\0;95;0c# OIS: Orthogonal Interacting Sequences OIS is a coevolution-based method to generate candidate mutants with orthogonal binding properties. The approach relies on modelling the probability distribution of a joint multiple-sequence alignment of two interacting proteins, followed by Monte-Carlo sampling and candidate mutants selection.
The full description of the method can be found in the original publication.
Table of content
Citation
Paper citation when available.
To compile and run OIS, a working MPI library must be installed. A C++ compiler supporting at least the C++17 standard is required. OIS has been tested using OpenMPI on macOS and Ubuntu.
To compile the software, run
$ make
from the root OIS folder. This creates a single executable ois, which is used to perform the different generation and analysis steps (see a worked-out example).
To use the utility python scripts in the utilities
folder, python dependencies can be installed by
$ pip3 install -r requirements.txt
OIS is built around three execution modes: Model training, sample generation and sample selection. The -h option displays the available options for any mode.
$ ./ois -h
Usage: ois mode [options]
Available modes are: train, generate, select
No execution mode provided. Exiting.
Train a generalized potts model (the global statistical model) to sequences in a multiple-sequence alignment.
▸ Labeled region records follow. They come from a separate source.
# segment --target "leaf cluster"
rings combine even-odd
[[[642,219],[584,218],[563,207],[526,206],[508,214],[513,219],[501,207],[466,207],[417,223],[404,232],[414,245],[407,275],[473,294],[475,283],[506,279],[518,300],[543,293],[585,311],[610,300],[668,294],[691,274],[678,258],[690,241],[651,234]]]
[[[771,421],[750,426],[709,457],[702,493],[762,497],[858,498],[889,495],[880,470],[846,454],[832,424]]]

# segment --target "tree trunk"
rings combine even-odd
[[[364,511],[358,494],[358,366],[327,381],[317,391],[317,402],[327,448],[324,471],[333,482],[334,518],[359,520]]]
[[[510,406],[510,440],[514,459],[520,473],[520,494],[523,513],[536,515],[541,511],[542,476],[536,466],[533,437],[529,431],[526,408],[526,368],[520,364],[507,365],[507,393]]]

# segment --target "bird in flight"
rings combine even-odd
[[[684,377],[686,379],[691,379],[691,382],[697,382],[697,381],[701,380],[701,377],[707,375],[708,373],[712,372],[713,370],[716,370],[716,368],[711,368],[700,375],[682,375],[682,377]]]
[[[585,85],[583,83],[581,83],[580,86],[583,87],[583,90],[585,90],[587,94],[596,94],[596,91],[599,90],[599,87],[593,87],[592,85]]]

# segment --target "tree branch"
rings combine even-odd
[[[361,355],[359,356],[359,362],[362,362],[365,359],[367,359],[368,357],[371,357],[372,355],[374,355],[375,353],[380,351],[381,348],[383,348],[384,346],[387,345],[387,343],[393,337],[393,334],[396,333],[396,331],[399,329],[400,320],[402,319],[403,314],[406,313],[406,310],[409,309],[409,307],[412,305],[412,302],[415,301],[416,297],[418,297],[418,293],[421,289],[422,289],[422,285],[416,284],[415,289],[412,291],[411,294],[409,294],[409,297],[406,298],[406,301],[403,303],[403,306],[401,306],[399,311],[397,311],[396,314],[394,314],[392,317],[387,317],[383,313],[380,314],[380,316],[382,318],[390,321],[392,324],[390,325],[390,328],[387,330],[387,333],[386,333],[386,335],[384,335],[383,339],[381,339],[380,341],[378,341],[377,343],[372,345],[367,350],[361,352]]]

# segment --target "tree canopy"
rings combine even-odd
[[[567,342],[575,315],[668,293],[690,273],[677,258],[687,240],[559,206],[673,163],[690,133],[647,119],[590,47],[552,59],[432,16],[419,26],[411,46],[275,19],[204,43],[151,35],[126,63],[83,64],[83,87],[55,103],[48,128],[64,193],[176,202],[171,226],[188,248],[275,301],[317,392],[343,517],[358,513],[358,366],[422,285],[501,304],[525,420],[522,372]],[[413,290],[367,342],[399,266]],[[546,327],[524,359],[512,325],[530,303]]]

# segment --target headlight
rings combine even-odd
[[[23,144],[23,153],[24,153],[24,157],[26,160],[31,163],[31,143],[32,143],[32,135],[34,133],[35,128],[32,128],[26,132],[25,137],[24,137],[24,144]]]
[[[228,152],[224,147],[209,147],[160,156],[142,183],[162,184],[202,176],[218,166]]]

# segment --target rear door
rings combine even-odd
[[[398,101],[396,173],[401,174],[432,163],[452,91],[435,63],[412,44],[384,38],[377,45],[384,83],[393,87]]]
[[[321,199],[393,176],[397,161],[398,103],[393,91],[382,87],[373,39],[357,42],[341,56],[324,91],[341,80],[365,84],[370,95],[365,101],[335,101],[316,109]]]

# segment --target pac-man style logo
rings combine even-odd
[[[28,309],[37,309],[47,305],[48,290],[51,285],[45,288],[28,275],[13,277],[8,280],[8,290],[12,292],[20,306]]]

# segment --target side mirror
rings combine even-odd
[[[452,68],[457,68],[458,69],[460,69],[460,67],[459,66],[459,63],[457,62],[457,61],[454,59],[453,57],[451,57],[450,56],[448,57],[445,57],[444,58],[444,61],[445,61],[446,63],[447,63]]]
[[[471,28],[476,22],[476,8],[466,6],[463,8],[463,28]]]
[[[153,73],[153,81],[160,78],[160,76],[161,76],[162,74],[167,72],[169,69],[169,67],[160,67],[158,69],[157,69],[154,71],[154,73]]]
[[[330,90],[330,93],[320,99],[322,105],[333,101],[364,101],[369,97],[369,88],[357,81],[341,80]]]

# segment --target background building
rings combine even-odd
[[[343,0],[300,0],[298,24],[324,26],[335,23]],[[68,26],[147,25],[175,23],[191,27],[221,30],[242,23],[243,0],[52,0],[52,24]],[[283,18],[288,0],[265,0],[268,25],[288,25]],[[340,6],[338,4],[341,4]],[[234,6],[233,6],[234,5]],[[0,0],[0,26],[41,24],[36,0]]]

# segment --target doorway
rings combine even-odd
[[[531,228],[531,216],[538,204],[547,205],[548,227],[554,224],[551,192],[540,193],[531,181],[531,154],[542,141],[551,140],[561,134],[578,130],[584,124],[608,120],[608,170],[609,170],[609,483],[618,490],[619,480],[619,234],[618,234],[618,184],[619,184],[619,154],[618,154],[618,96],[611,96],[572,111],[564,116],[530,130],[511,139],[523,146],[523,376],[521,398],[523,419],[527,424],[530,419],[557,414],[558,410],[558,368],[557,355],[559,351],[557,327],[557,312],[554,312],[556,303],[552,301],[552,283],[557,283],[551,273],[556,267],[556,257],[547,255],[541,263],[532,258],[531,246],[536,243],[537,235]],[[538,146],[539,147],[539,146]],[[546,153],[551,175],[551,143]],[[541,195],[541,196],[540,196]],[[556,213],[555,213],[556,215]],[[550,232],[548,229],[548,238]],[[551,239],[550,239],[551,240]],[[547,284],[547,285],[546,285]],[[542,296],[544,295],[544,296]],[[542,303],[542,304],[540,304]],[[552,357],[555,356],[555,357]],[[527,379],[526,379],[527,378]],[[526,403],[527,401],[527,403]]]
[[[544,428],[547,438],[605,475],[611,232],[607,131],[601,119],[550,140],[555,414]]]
To convert the sequences in the appropriate format, use the fastaToMatrix.py utility (see Utility Functions). The training is performed by approximate minimization of an L2-regularized log-likelihood function. The gradient is estimated by Markov-Chain Monte-Carlo sampling at each iteration (Boltzman-learning approach). To run X parallel replicas to estimate the gradient, run
$ mpirun -N X ois train -f samplesFile [options]
Available options are
$ ./ois train -h
Usage: ois train -f samplesFile [options]
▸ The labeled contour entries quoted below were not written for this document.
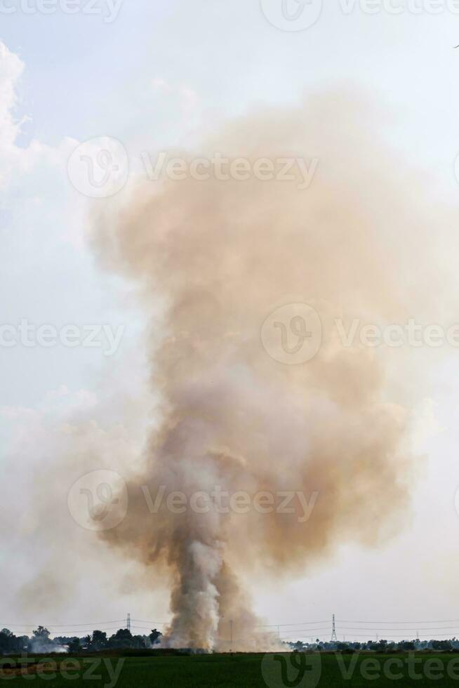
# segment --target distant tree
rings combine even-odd
[[[78,637],[74,637],[70,640],[69,643],[69,652],[79,652],[81,649],[81,645],[80,643],[80,639]]]
[[[107,647],[107,633],[103,630],[95,630],[93,633],[92,645],[96,650],[103,649]]]
[[[157,630],[156,628],[154,628],[152,633],[148,636],[152,644],[155,645],[157,642],[159,642],[159,638],[161,637],[162,635],[163,634],[160,633],[160,631]]]
[[[44,626],[39,626],[33,632],[33,635],[34,638],[38,638],[40,640],[48,640],[50,633],[48,628],[45,628]]]

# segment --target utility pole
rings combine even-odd
[[[336,627],[335,626],[335,614],[333,614],[333,616],[332,623],[333,623],[333,628],[331,631],[331,642],[333,642],[333,641],[335,642],[338,642],[338,637],[336,637]]]

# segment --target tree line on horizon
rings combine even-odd
[[[51,638],[48,628],[39,626],[32,636],[15,635],[8,628],[0,631],[0,654],[15,652],[94,652],[104,649],[149,649],[159,642],[160,631],[152,629],[148,635],[133,635],[128,628],[120,628],[107,636],[103,630],[94,630],[84,637],[60,635]]]

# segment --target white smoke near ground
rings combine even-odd
[[[409,404],[411,382],[394,374],[401,359],[392,350],[343,346],[334,322],[444,313],[448,287],[432,228],[449,218],[420,201],[416,175],[375,135],[378,117],[338,92],[241,118],[199,157],[220,152],[252,166],[315,157],[307,189],[299,178],[139,183],[124,207],[107,203],[95,221],[100,256],[137,281],[154,314],[151,385],[161,399],[144,468],[129,481],[128,515],[102,537],[149,567],[152,584],[170,580],[168,647],[275,646],[242,577],[304,574],[339,542],[374,545],[403,528],[413,461],[409,406],[399,402]],[[265,350],[260,328],[300,302],[319,314],[322,345],[286,365]],[[306,521],[298,508],[222,512],[215,499],[190,508],[193,495],[217,488],[317,500]],[[164,498],[149,514],[145,491],[154,499],[161,490],[185,496],[185,510]]]

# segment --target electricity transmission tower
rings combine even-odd
[[[332,623],[333,623],[333,626],[332,626],[332,631],[331,631],[331,640],[330,642],[338,642],[338,637],[336,637],[336,627],[335,626],[335,614],[333,614],[333,616]]]

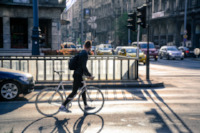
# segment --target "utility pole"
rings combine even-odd
[[[185,15],[184,15],[184,36],[183,36],[183,46],[186,46],[187,41],[187,0],[185,0]]]
[[[33,0],[32,55],[40,55],[39,32],[38,0]]]
[[[81,47],[83,47],[83,0],[81,0]]]
[[[127,2],[127,13],[129,13],[129,2]],[[131,31],[130,29],[128,29],[128,45],[131,45],[130,36],[131,36]]]
[[[149,20],[150,20],[150,8],[149,8],[149,1],[147,0],[146,1],[146,4],[147,4],[147,60],[146,60],[146,80],[150,80],[149,78],[149,27],[150,27],[150,23],[149,23]]]

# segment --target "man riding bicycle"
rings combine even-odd
[[[87,60],[88,60],[88,54],[91,50],[91,46],[92,46],[92,42],[86,41],[84,44],[84,50],[82,50],[78,55],[77,67],[76,67],[76,70],[74,70],[74,74],[73,74],[73,78],[74,78],[73,90],[72,90],[72,93],[69,94],[67,99],[62,103],[61,107],[59,108],[60,111],[70,112],[70,110],[68,109],[69,103],[73,99],[73,97],[76,95],[78,89],[83,86],[83,83],[82,83],[83,75],[88,76],[88,79],[91,79],[91,80],[94,79],[94,77],[90,74],[90,72],[88,71],[87,66],[86,66]],[[82,94],[82,98],[84,101],[85,110],[94,109],[93,107],[89,107],[87,105],[87,99],[86,99],[85,92]]]

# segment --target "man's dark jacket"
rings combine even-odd
[[[89,73],[86,65],[87,65],[87,60],[88,60],[88,52],[86,50],[82,50],[79,53],[79,59],[78,59],[78,67],[74,71],[74,74],[78,74],[80,76],[86,75],[86,76],[91,76]]]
-f : Input file for learning (space-delimited raw format)
-N : Total number of sweeps to perform [default 10000]
-n : Number of sweeps between recording two samples [default 10]
-p : Potts model starting parameters file in prm format
-o : Output prefix for saving files [default "output"]
-b : Number of iterations of the BLM optimization [default 1000]
-l : Regularization parameter lambda [default 0.01]
-r : Learning rate eta [default 0.01]
--seed : Random number generator seed [default 0 == time].
Generate sample from the global statistical model by constraint Markov-Chain Monte-Carlo sampling. This method is referred to as direct sampling in the paper. The sampling can be restricted to using only a subset of all positions (-pi option). The -m and -m2 options define how many mutations are to be made on the first (resp. second) protein. The -ns option indicates where the first protein end in the concatenated alignment. The constraint sampling ensures that each generated sample has m (resp. m2) mutations on the first (resp. second) protein.
Available options are
$ ./ois generate -h
Usage: ois generate -f nativeFile -p prmFile [options]
-f : Native sample file (space-delimited one-line sample file)
-p : Potts model parameters file in prm format
-M : Number of mutants to compute. [default 100]
-m : Number of point mutations per mutant [default 0]
-m2 : Number of point mutations per mutant on the second protein [default 0]
-T : Virtual scaling temperature in the MCMC sampling [default 1].
-o : Output prefix for saving files [default "output"]
-pi : List of positions (0-based indexes) onto which to restrict the mutations [default None]
-ns : Last index (inclusive, 0-based) of the first protein
used for protein split E computation. [default None]
-n : Number of sweeps between recording two mutants [default 10]
--seed : Random number generator seed [default 0 == time].
An alternative generation strategy explored in the paper is called conditional sampling. In this generation strategy, samples are generated by sampling from an objective function which both minimizes the interaction energies E_inter(A*,B*), while simultanously penalizing non-cognate interactions E_inter(A*,B) and E_inter(A,B*). Details about the conditional sampling strategy can be found in the paper.
Available options are
$ ./ois generate -h
Usage: ois ortho -f nativeFile -p prmFile [options]
-f : Native sample file (space delimited one-line sample file)
-p : Potts model parameters file in prm format
-M : Number of mutants to compute. [default 100]
-m : Number of point mutations per mutant [default 0]
-m2 : Number of point mutations per mutant on the second protein [default 0]
-T : Virtual scaling temperature in the MCMC sampling [default 1].
-T2 : Virtual scaling temperature weighting the relative importance between dE and dE_ortho [default 1].
-o : Output prefix for saving files [default "output"]
-pi : List of positions (0-based indexes) onto which to restrict the mutations [default None]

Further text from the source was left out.